Pour autant, ni les uns ni les autres ne comptent s’arrêter là : face aux grandes officines fascistes, l’obsession reste de garder quand même sa petite boutique. Et pour que les vaches soient bien gardées, il faut des barbelés autour des prés carrés.

Or une petite inquiétude a saisi les bergers : ces deux derniers mois, timidement, mais sûrement, des gens ont dit « Nous sommes ensemble ». Ensemble dans le chagrin , la peur, l’abattement devant la mort , devant la terreur suscités par des attentats où ont été assassinés des Juifs parce qu’ils étaient Juifs. Ensemble devant la déferlante raciste qui dévaste ce pays depuis si longtemps et qui a amené des enfants de neuf ans au commissariat parce que leurs parents étaient musulmans, donc suspects. Ensemble devant ces mêmes croix gammées qui profanent cimetières et lieux de cultes.

Proclamations timides sur des pancartes faites à la main, fleurs offertes par les uns aux autres, à la sortie d’une synagogue ou d’une mosquée.

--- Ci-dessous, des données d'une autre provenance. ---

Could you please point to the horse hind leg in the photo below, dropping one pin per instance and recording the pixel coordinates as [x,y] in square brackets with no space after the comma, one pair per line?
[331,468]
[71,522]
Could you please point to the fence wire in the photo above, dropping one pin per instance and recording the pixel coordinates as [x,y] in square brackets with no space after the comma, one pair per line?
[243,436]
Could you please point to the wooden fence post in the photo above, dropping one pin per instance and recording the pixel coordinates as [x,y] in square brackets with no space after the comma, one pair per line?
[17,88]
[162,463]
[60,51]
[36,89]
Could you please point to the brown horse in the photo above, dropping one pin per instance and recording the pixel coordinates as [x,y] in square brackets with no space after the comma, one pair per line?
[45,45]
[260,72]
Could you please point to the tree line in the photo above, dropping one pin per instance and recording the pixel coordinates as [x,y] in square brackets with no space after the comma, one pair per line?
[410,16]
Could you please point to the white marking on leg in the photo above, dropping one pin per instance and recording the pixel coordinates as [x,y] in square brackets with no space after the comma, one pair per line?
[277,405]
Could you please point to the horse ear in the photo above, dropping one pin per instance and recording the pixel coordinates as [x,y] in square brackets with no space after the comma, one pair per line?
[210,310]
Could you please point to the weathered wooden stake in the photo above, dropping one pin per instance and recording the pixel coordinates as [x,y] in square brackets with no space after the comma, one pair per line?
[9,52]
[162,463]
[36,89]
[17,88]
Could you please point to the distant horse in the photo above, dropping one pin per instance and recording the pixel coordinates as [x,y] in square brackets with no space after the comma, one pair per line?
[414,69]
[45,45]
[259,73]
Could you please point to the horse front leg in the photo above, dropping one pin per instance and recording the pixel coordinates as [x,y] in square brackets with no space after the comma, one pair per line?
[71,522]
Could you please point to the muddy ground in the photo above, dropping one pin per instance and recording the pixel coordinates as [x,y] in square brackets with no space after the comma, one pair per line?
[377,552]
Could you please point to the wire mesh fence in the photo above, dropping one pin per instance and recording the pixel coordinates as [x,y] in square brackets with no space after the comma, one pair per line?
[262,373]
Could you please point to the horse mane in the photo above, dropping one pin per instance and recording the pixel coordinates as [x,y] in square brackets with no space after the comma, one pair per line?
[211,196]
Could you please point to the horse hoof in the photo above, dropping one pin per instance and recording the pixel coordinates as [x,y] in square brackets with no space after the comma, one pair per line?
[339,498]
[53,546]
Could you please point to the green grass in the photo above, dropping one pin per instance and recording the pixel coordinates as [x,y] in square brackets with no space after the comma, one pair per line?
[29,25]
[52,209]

Deuil et terreur partagées dans ces quartiers populaires dont étaient issus aussi bien le policier abattu devant Charlie Hebdo, dont on apprit ensuite qu’il était musulman, que le jeune vendeur abattu parce que Juif à l’Hypercasher.

Et même dans la gauche radicale, on vit éclore quelques slogans , quelques appels « contre l’antisémitisme et l’islamophobie ». ...et tout aussi vite le déchaînement des boutiquiers inquiets, les uns braillant que reconnaître l’islamophobie revenait à se rallier à Daech, les autres hurlant que certes on tuait des Juifs dans ce pays, mais que c’était à cause du « philosémitisme ».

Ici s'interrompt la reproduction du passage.